The New Year’s Day concert is an annual jellybox of waltzes, polkas, galops, marches and any old tritsch-trash. It is watched by 60 million people in 90 countries, a triumph of brand marketing over musical substance, with a smiley tag of ‘hope, friendship and peace’. Its cultural value is equal to a double-dollop of tourist kitsch. Harmless, unless you are weight-watching.
Well, fair enough, all countries have their share of cultural oddities that are incomprehensible to outsiders but Mr. Lebrecht is not satisfied with merely giving the Strauss family a whack for inflicting 'cruel and unusual punishment' on Mankind, he is more concerned with the Vienna Philharmonic orchestra itself:
The tradition, however, is decidedly pernicious. This concert came into being as a gift to Nazi criminals, a cover for genocide. The Vienna Philharmonic was quick to sack Jewish and leftist musicians when Hitler came to town. More than a dozen were sent to concentration camps; seven of them perished. The orchestra unanimously endorsed the Anschluss with Germany, exhorted by the conductor Karl Böhm to declare ‘a 100 per cent “yes”’, and proved a willing executioner of cultural cleansing, removing Mahler and other giants from its walls and histories.
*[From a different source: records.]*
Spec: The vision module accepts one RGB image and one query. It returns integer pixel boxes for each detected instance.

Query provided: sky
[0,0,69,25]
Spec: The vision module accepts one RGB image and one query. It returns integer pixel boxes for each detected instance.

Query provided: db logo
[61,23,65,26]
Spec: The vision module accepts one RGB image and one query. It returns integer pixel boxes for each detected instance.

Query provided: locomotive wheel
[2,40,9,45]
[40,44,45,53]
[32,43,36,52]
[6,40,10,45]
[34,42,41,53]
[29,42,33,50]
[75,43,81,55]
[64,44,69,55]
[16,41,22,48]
But racist revisionism yielded no instant reward. Vienna was downgraded by the Nazis to a provincial capital and the Philharmonic feared losing status. So the players went wooing Baldur von Schirach, the Vienna Gauleiter, a lover of music who would send 65,000 Viennese Jews to their deaths.
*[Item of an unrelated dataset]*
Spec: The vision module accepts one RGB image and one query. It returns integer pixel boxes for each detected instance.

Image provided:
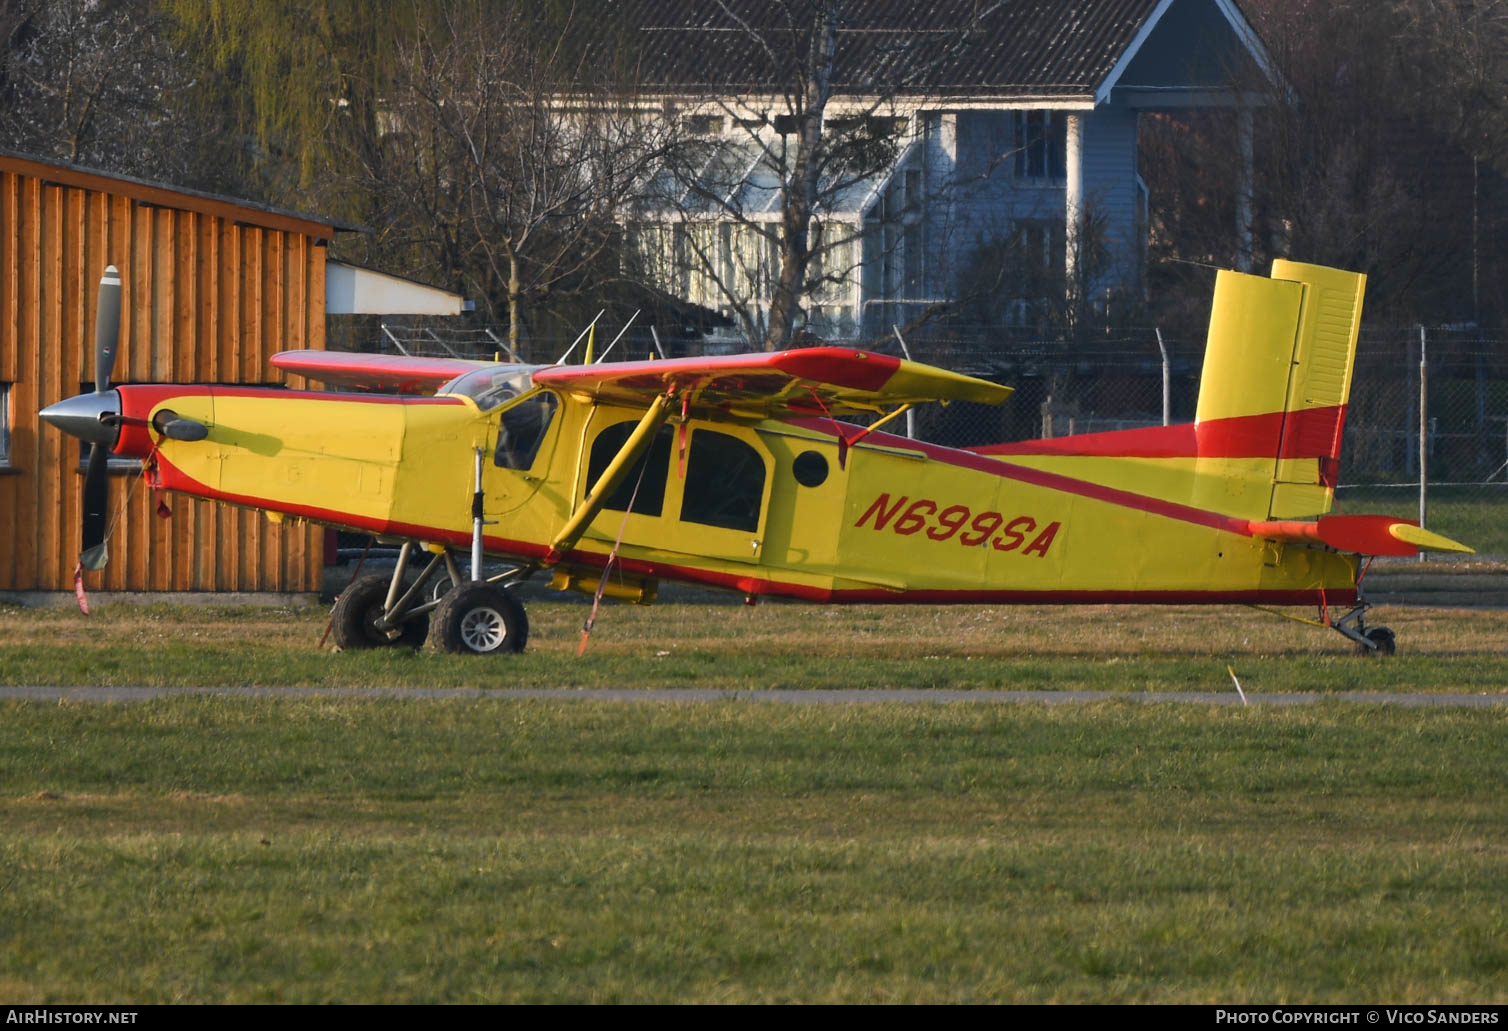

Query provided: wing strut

From 1941 the New Year's Day concert became an annual event under Nazi control. Post-war it continued but with its, er, unfortunate antecedents well buried! Alas, in 2013 some poke-nose historian dug up all the dirty washing and hung it out to dry:
The Nazi origins were suppressed until last year when a historian discovered that the Philharmonic had given its ring of honour to six mass-murderers, including Schirach; the butcher of Holland, Arthur Seyss-Inquart; and the head of Reich railways who ran the trains to Auschwitz. Those honours weren’t revoked until 2013 and some of the criminals could be seen attending Philharmonic concerts into the 1960s.
Old habits die hard, particularly in central Europe, and so today, despite there being a law against sexual discrimination there are only seven females playing in the orchestra amongst a roll-call of 130 players. Asian and female winners of competitions that earn them the right to play with the Vienna Operatic orchestra are forbidden to play with the Viennese Philharmonic. Apparently they have faced some protests on their occasional tours to the USA but never, ever, has there been a boo or a hiss on New Year's Day in Vienna. Well, if you can sit through three hours of Strauss waltzes and schmaltzes you obviously have a brain made of Sachertorte!